In the late 1980s, cyclist Johnny G. Goldberg invented spinning as a way to train for races in the off-season, and spin classes have since become a trendy form of exercise for athletes and non-athletes alike.
Spinning classes take place in fitness studios that are lined from wall-to-wall with stationary bikes. The lighting is dim, and blasting in the background is up-tempo music meant to motivate cyclists. During spinning classes, instructors guide cyclists through warm-ups, sprints, hills, and cool-downs.
Benefits of spinning: Cycling has many known physical benefits, one of the most obvious which is increasing participants' heart rates, making spin classes a good form of cardiovascular exercise. Cycling chiefly strengthens the muscles in the lower body, including the front and back of the thigh, the groin, and buttocks.
Who spinning is best for: Spinning classes are open to anyone looking for a good, sweaty workout. Since cyclists can adjust the bike's resistance to their fitness level, biking newbies and pro-cyclists are welcomed. Individuals who are looking to build speed and endurance may be suitable for spinning.
Getting ready: Comfortable workout attire is all that is required to participate in a spin class. Though not mandatory, padded cycling shorts may make the ride more comfortable. Using a gel seat cover can also be used to add cushioning.
Calories burned: Most classes last 30 to 75 minutes, helping to burn an average of 500 to 700 calories. The number of calories burned will depend on the bike's resistance, the cyclists' weight and the intensity with which they peddle.
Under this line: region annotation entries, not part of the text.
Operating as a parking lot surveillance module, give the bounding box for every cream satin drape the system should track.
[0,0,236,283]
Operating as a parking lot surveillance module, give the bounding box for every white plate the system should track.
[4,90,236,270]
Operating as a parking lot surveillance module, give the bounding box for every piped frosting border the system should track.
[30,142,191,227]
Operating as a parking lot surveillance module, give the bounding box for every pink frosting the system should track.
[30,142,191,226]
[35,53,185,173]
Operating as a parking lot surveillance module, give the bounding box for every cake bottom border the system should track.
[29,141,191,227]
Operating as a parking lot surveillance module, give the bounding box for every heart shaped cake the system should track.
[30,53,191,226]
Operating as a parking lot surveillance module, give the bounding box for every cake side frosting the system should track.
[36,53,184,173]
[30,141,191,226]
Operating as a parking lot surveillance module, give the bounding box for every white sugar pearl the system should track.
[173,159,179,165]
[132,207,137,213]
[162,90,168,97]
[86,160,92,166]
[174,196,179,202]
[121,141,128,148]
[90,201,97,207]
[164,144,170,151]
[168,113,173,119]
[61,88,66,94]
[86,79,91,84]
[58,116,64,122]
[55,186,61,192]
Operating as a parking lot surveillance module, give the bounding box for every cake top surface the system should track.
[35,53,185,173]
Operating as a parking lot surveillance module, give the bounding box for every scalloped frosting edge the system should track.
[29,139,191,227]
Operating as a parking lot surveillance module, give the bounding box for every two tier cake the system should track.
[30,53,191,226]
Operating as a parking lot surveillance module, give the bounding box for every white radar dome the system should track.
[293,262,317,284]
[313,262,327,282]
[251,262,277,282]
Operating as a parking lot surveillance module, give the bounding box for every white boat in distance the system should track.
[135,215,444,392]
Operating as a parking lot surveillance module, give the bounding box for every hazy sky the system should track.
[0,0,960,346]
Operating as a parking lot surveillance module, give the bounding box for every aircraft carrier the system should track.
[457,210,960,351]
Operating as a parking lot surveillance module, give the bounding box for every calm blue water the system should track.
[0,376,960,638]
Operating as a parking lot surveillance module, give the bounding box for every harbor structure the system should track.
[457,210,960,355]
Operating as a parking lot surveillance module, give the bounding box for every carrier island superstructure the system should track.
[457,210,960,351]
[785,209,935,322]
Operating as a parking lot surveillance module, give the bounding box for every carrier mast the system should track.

Husband and wife team Tom Cruise and Katie Holmes have been seen sweating it out together in spinning class. Other celebrities who enjoy this fast paced workout include Lo Bosworth and Calista Flockheart.
In 2010, Chelsea Clinton hosted a spin class at Manhattan's SoulCycle to raise money for Haitian relief efforts. The small-framed Kelly Ripa is also a SoulCycle devotee.
Restricted blood flow to the feet—caused by shoes that are tied too tightly—can cause your toes to become numb. Loosen the laces or consider purchasing foam insoles or orthotics to redistribute pressure.
Who shouldn't do it: When recovering from an injury, it is always a good idea to speak with a physician to determine whether the workout will irritate the injury or slow the recovery process.